The Diallos listened real intent, real polite, and when I was finished Oxford just shook his head, and his pa put a hand on his shoulder and told me that his son’s decision was final, and if Nike wasn’t willing to flex on the nerve mesh, another sponsor would. At which point I spilled some damage control, got both of them to agree to dinner, and bailed to the bathroom for a check-in with my boss.
It’s a zero-risk procedure now, for fuck’s sakes. You can do it with an autosurgeon. Change his mind. A procession of eye-rolling and then glaring emotes, all puffing and red-cheeked.
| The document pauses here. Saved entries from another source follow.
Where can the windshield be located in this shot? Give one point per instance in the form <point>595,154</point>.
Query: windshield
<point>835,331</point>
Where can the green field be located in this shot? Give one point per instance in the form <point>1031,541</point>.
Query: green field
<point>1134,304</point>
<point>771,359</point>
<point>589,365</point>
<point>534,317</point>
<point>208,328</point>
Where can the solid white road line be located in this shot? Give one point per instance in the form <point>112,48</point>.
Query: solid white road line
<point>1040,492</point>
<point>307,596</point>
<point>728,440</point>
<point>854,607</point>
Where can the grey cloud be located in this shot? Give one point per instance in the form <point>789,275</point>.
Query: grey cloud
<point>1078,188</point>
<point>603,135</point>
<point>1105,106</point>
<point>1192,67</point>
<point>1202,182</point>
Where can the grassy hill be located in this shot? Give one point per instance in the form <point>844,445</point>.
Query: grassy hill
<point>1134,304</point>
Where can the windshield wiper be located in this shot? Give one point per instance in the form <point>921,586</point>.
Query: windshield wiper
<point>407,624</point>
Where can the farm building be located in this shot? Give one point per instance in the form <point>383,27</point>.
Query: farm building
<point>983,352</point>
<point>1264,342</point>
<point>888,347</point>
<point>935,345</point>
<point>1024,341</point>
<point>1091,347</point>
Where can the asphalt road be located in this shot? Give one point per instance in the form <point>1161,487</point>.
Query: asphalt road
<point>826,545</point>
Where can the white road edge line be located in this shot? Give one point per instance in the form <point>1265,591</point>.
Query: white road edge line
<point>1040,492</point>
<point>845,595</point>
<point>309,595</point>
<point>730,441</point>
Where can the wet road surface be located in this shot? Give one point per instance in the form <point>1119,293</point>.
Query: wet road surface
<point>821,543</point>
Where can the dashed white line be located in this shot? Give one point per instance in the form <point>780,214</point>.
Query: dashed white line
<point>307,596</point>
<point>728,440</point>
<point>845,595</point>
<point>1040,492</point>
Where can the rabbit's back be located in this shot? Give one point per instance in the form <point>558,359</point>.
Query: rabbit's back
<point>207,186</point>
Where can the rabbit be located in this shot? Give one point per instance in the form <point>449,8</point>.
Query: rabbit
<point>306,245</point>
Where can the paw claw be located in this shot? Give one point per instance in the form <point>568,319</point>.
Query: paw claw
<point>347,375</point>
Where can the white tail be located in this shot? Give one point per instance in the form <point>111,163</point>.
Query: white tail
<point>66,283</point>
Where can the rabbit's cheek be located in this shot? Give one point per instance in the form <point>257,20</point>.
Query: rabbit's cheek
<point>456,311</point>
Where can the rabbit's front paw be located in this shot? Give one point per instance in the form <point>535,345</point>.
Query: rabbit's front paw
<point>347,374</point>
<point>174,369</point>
“What if we just put a pin in the mesh thing and sign him anyways?” I say. “We can’t let this one get away. You saw the workout feed. We sign him unmeshed, let things simmer, work it into the contract later on as an amendment.”
If he’s playing at HoopSumm, he needs a mesh. That’s the coming out party. How the fuck are we supposed to market him without a mesh? Skeptical emote, one eyebrow sky-high. I thought you could handle this one solo, Vic. Thought you wanted that recommendation for promo. Am I wrong?
“No,” I say quick. “I mean, you’re not wrong.” I yank a paper towel off the dispenser and work it into a big wad with my wet hands. I never elect biofeedback when chatting someone with the power to get me fired; if I did there would be some serious middle-finger emotes mobbing his way.
Figure out if it’s him or the dad who’s the problem. Then use the one to get to the other. It’s not brain surgery. There’s a chortling emote for the pun, then he axes the chat.
I’m left there shredding the damp paper towel into little bits, thinking about the promotion that I do want, that I absolutely do want. I’d finally be making more than my old man, and Wendee would be happy for me for at least a week, and maybe during that blissed out week I would get up the balls to ask her to move in.
But first, I have to get the Diallos to sign off on a nerve mesh. I’m not exactly bursting with ideas. That is, not until I go to toss the towel in the recycler and see a rumpled napkin inked with bright red blood sitting on top. Then I remember Oxford’s pa and his little plastic case. I shove it all down into the recycler and head back to the gym, only pausing to order a tube of that new hair gel.
Itake them to a slick new brick-and-glass AI-owned bar, because taking them up the Space Needle would be too obvious. A little holohost springs up at the entry, flashes my retinal for available funds, and takes us straight to private dining. We pass a huge transparent pillar full of chilled wine, which I notice Oxford’s pa look at sideways. More important is Oxford himself staring at the shiny black immersion pods set into the back of the bar. I send them a subtle ping to start scrolling ad banners for some fresh League nervecasts while we settle in around the table.